表に出ろ!

 
 
 
 
 今日一日ずっと、傑の視線がうるさい。
 おはようからして目つきが鋭かったし、授業のふとした合間だとか、雑談中の何気ない沈黙の瞬間だとかに、じっと見てくる。そのくせ視線を向けると、眉間に皺を寄せて逸らされる。
 なにかしたっけ。
 傑を怒らせるようなこと、なにかあったっけ。今日はまだ言い争いの一つもしていないし、勝手に傑のとっておきのおやつを食べただとか、こっそり教科書に落書きをしただとか、携帯の待ち受けを俺の自撮りに差し替えただとか、そういうこともしていない。
 はて昨日はどうだっただろう。けれど昨日は任務があって、帰ってきた後はさっさと解散して眠っていた。その時なにかあった覚えはない。記憶にも残らないような雑談を「んじゃおやすみー」で締めて、それぞれの部屋に帰っただけだ。よくよく思い出すと傑が一瞬、何か言いたそうにしていた気が、するような、しないような。疲れて眠くてぼんやりしていただけだった様にも思う。
 それで今日だ。昼飯を食べ終えて、教室に戻ってきて、硝子を交えて三人、だらだらと雑談していた。傑は頬杖をついているが、普段通り和気藹々と会話に参加している。だがたまにじっと、こちらを見る。睨まれているのではという鋭さが混じる熱量に、なに、と視線を向ければ、やはりひょいと逸れる。
 本当に、なんなのか。
 不思議に思いながらも雑談を続けていれば、授業開始五分前の予鈴が鳴ると同時に、傑が椅子を引いた。
「どした、トイレ?」
 からかうように見上げた先、傑がこちらを睨むように見下ろしていた。睨んでいるよなこれ、とサングラスの隙間からうかがう。まさか、トイレと言ったことで機嫌を損ねたわけではないだろう。しぱしぱと瞬きを繰り返しながら見つめていると、傑が顎をしゃくって窓の向こうを示した。
「悟、表に出な」
「え、なんで」
 これに返事はなく、傑はそのまま真っ直ぐ教室から出て行った。本当に今から外に行く気なのアイツ、と硝子を振り返ると「さぁ」と肩をすくめられる。
 なにかしたっけ、本当に。
 わっかんないなあと後頭部をかきながら、仕方がないので後を追う。堂々と伸びた背筋に「なあー」と声を掛けるが、これにも答えはない。

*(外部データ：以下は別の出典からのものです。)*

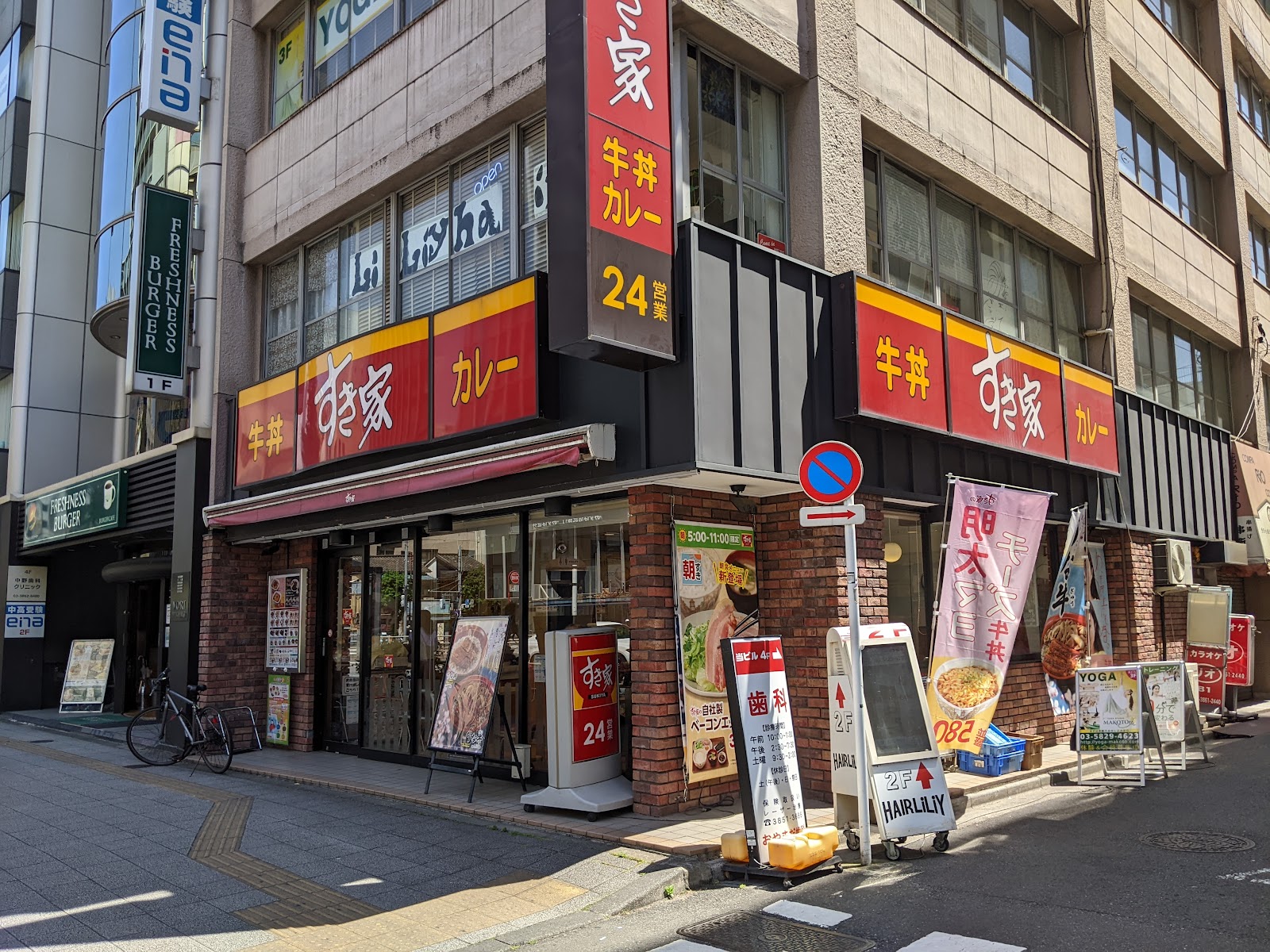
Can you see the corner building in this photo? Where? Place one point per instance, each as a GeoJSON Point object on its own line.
{"type": "Point", "coordinates": [410, 427]}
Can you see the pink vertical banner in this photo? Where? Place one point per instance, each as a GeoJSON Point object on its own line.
{"type": "Point", "coordinates": [994, 537]}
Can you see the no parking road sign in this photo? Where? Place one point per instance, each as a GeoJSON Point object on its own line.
{"type": "Point", "coordinates": [831, 473]}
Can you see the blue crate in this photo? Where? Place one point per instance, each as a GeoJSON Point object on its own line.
{"type": "Point", "coordinates": [988, 765]}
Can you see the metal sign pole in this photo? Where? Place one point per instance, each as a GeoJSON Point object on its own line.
{"type": "Point", "coordinates": [857, 693]}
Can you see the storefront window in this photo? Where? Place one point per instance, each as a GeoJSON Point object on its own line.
{"type": "Point", "coordinates": [577, 579]}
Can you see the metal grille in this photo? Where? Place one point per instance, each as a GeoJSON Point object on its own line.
{"type": "Point", "coordinates": [1198, 842]}
{"type": "Point", "coordinates": [753, 932]}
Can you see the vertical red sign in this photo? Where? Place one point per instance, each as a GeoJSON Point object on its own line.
{"type": "Point", "coordinates": [899, 352]}
{"type": "Point", "coordinates": [1238, 664]}
{"type": "Point", "coordinates": [595, 696]}
{"type": "Point", "coordinates": [266, 446]}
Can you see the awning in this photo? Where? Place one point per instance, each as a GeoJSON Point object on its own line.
{"type": "Point", "coordinates": [562, 448]}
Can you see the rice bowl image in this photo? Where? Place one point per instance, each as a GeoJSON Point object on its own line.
{"type": "Point", "coordinates": [965, 687]}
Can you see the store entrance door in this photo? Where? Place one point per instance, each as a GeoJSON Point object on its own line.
{"type": "Point", "coordinates": [341, 704]}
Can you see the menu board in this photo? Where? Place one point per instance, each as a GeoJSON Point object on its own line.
{"type": "Point", "coordinates": [88, 670]}
{"type": "Point", "coordinates": [285, 615]}
{"type": "Point", "coordinates": [772, 790]}
{"type": "Point", "coordinates": [468, 689]}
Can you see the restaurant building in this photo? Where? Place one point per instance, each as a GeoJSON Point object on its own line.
{"type": "Point", "coordinates": [991, 241]}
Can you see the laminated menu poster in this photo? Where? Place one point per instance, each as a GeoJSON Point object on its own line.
{"type": "Point", "coordinates": [285, 616]}
{"type": "Point", "coordinates": [468, 689]}
{"type": "Point", "coordinates": [772, 790]}
{"type": "Point", "coordinates": [717, 590]}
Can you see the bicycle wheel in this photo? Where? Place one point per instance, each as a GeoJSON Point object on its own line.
{"type": "Point", "coordinates": [216, 747]}
{"type": "Point", "coordinates": [156, 738]}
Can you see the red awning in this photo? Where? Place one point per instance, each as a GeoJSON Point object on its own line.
{"type": "Point", "coordinates": [444, 473]}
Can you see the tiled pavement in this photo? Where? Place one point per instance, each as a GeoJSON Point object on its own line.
{"type": "Point", "coordinates": [101, 854]}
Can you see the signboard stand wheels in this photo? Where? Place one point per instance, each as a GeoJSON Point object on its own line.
{"type": "Point", "coordinates": [473, 770]}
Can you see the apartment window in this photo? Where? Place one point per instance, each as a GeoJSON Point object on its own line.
{"type": "Point", "coordinates": [456, 239]}
{"type": "Point", "coordinates": [1164, 171]}
{"type": "Point", "coordinates": [736, 150]}
{"type": "Point", "coordinates": [1253, 106]}
{"type": "Point", "coordinates": [1179, 19]}
{"type": "Point", "coordinates": [343, 36]}
{"type": "Point", "coordinates": [1013, 41]}
{"type": "Point", "coordinates": [289, 67]}
{"type": "Point", "coordinates": [1179, 368]}
{"type": "Point", "coordinates": [1259, 241]}
{"type": "Point", "coordinates": [933, 245]}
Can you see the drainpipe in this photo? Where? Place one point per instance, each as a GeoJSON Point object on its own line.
{"type": "Point", "coordinates": [210, 168]}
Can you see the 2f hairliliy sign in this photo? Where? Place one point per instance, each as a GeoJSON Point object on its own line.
{"type": "Point", "coordinates": [609, 131]}
{"type": "Point", "coordinates": [160, 292]}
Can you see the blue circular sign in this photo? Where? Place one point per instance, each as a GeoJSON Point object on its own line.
{"type": "Point", "coordinates": [831, 473]}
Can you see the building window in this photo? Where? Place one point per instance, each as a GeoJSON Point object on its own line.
{"type": "Point", "coordinates": [736, 150]}
{"type": "Point", "coordinates": [1253, 106]}
{"type": "Point", "coordinates": [1179, 368]}
{"type": "Point", "coordinates": [1179, 19]}
{"type": "Point", "coordinates": [1013, 41]}
{"type": "Point", "coordinates": [456, 239]}
{"type": "Point", "coordinates": [289, 67]}
{"type": "Point", "coordinates": [969, 262]}
{"type": "Point", "coordinates": [1164, 171]}
{"type": "Point", "coordinates": [1259, 241]}
{"type": "Point", "coordinates": [343, 36]}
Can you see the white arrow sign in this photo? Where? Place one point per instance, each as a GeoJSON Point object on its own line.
{"type": "Point", "coordinates": [845, 514]}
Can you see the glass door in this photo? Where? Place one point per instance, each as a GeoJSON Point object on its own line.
{"type": "Point", "coordinates": [343, 649]}
{"type": "Point", "coordinates": [391, 636]}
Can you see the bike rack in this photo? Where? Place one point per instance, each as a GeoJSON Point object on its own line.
{"type": "Point", "coordinates": [238, 723]}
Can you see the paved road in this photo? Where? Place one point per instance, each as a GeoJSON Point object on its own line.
{"type": "Point", "coordinates": [99, 854]}
{"type": "Point", "coordinates": [1064, 869]}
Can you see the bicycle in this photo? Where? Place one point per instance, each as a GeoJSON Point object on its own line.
{"type": "Point", "coordinates": [165, 734]}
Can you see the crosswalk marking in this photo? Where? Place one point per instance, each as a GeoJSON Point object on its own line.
{"type": "Point", "coordinates": [810, 914]}
{"type": "Point", "coordinates": [946, 942]}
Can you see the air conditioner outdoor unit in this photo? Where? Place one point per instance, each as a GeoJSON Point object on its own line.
{"type": "Point", "coordinates": [1172, 562]}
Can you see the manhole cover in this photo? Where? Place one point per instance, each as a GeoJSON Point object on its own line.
{"type": "Point", "coordinates": [1198, 842]}
{"type": "Point", "coordinates": [752, 932]}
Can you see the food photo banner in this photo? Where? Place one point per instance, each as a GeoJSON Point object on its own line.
{"type": "Point", "coordinates": [465, 370]}
{"type": "Point", "coordinates": [933, 370]}
{"type": "Point", "coordinates": [717, 589]}
{"type": "Point", "coordinates": [991, 549]}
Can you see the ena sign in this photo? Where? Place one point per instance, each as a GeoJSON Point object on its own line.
{"type": "Point", "coordinates": [171, 63]}
{"type": "Point", "coordinates": [160, 292]}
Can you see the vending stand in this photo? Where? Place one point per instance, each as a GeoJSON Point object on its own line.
{"type": "Point", "coordinates": [906, 784]}
{"type": "Point", "coordinates": [584, 768]}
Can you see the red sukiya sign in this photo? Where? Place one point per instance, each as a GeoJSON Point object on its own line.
{"type": "Point", "coordinates": [1003, 393]}
{"type": "Point", "coordinates": [484, 362]}
{"type": "Point", "coordinates": [899, 352]}
{"type": "Point", "coordinates": [595, 696]}
{"type": "Point", "coordinates": [266, 441]}
{"type": "Point", "coordinates": [464, 370]}
{"type": "Point", "coordinates": [368, 393]}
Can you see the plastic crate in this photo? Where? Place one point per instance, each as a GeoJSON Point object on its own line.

 今一度考えるが、表に出ろと言われるような心当たりは、やはりない。だがそんなつもりがなくても怒らせることがあるので、本当に全く、一ミリも、いるとも思っていないカミサマに誓って絶対にない、とも言い切れない。
 困った。面倒だ。理由も分からないのに謝りたくもない。ごめんなんて言葉は、生まれてこの方ほとんど口にしたことがなかったというのに、傑に出会ってから既に何回言わされたことか。
 ぐるぐる考えている間に、校舎から出てしまう。本当に外だ。授業が始まるまであと五分を切っているのに、何をする気なのか。まあ本当に傑を怒らせたときは、あと何分だろうがどこだろうか、喧嘩になるのだけれど。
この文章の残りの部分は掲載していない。